Who are we?


The ACOS Alliance (A Culture Of Safety Alliance) is an unprecedented coalition of news organizations, freelance journalist associations and press freedom NGOs working together to champion safe and responsible journalistic practices for freelance and local journalists worldwide.  

The Freelance Journalist Safety Principles are at the heart of this joint initiative. The Principles are a comprehensive set of practices aimed at embedding a culture of safety across newsrooms and journalists worldwide.  


The Alliance works in conjunction with its sponsor, the Overseas Press Club Foundation.  


How did we come about?


The brutal killings of freelance journalists James Foley and Steven Sotloff in the summer of 2014 shocked many newsrooms and set in motion a chain of events that culminated in the creation of ACOS.

In September 2014, a group of editors held private meetings in New York and Chicago to discuss how to respond to these murders and promote freelance journalists’ safety. During the following months, a volunteer committee made up of representatives of the Frontline Freelance Register, Reuters, The Associated Press, the Dart Center, GroundTruth Project and the Overseas Press Club drafted the Freelance Journalist Safety Principles, a document aimed at news organizations and freelancers alike that outlines a set of safety standards that freelancers and local journalists should be able to expect as a standard work environment.

The six organizations whose representatives drafted the principles became the document’s first signatories. Soon after, the ACOS Alliance was created based on the importance of widely implementing these principles. Several other organizations, including the Committee to Protect Journalists, the Frontline Freelance Register, the James W. Foley Legacy Foundation, Reporters without Borders and the Rory Peck Trust were involved in the creation of the Alliance.


Board of Directors

The ACOS Alliance board of directors is comprised of representatives from news organizations, press freedom NGOs and the freelance community. They are actively involved in our initiatives and provide strategic guidance to the Alliance.



Maria Salazar-Ferro
Emergencies Director, Committee to Protect Journalists


Andréa Schmidt 
Freelance Journalist and Independent Filmmaker


Jason Reich
Vice President of Corporate Security, The New York Times 


Mike Christie
General Manager, Global Logistics & Security, Thomson Reuters 

John Daniszewski
Vice President for Standards, Editor at Large, The Associated Press 

Anna Therese Day
Freelance Journalist & Frontline Freelance Register Board Member 

Mathias Dreissig
Editor, Deutsche Welle News 

Brigitte Dusseau
Director, Agence France-Presse North America 

Sally Fitton
High Risk Advisor, BBC

Diane Foley
Founder and President, James W. Foley Legacy Foundation 

Sarah Giaziri
Director, Frontline Freelance Register 

Bill Holstein
President, Overseas Press Club Foundation 


Elisa Lees Muñoz
Executive Director, International Women's Media Foundation 

Finbarr O'Reilly
Freelance Photographer and Writer

Clothilde Redfern
Director, Rory Peck Trust 


David Rohde,
Executive Editor for News, The New Yorker 

Art Sotloff, Founder
2LIVES Steven Joel Sotloff Memorial Foundation

Daniella Zalcman
Freelance Photographer 



  • Within journalism, foreign desks and dedicated staff jobs are on the decline, making outlets’ use of freelancers more prolific than ever.

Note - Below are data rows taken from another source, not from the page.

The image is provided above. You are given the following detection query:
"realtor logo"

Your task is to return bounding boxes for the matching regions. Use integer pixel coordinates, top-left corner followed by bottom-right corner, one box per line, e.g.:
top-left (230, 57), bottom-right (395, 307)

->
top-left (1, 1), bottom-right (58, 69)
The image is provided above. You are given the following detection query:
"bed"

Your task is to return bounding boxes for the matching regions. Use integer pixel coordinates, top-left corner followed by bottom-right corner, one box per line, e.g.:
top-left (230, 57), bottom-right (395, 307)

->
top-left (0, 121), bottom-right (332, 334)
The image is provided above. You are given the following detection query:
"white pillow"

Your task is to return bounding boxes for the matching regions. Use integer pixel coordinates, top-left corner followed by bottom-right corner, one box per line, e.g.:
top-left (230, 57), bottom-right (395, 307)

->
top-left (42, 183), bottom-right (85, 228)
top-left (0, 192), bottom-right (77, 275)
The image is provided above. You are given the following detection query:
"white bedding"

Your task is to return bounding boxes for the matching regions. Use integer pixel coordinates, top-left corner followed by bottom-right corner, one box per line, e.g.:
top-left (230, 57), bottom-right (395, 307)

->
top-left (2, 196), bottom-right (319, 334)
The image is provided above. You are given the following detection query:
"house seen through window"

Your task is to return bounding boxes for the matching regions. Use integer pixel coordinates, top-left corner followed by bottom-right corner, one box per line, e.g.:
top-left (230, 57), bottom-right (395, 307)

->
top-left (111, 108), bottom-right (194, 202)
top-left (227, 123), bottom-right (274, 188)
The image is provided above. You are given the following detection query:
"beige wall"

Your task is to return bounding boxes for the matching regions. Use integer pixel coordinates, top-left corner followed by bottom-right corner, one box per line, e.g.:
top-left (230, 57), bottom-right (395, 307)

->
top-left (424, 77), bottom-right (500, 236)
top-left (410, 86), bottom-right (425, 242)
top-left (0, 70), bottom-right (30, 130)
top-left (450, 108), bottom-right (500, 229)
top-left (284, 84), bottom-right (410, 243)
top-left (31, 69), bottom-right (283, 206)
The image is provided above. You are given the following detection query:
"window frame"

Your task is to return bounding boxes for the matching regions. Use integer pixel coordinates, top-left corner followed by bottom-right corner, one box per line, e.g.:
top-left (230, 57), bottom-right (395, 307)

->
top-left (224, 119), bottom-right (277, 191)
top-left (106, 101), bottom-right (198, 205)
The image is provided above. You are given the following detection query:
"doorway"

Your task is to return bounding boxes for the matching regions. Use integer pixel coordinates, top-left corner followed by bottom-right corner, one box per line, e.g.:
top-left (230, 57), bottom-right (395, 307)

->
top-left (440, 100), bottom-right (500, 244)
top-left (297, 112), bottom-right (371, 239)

  • Freelancers cover nearly every issue, from local interest stories to hard news for regional and national newspapers, television, radio and online outlets.

  • Many freelancers, though, travel to some of the most dangerous areas of the world to give the public a view into what is happening there.


  • Every consumer of media benefits from the reporting that comes out of conflict zones and some of the most dangerous areas of the world – Syria, Iraq, Iran, Pakistan, and many others in nearly every global region.

  • Without journalists and freelancers willing to commit to going to these dangerous areas, the rest of the world has no window into what happens there.

  • The work that they do, even at great personal peril, gives us all a better understanding of events in these regions and can inspire us to action.


  • Over the last two years, killings, imprisonments, and abductions of journalists have reached historic highs. These attacks represent a fundamental threat not only to individual news professionals, but to the practice of independent journalism itself.

  • Locally-based journalists face the largest threat and endure the vast majority of murders, imprisonments, and abductions.

  • Freelance journalists, who travel to these areas to report for any number of news organizations, also face untold amounts of danger in pursuit of their craft.

  • The ACOS Alliance calls on governments, combatants, and groups worldwide to respect the neutrality of journalists and immediately end the cycle of impunity surrounding attacks on journalists.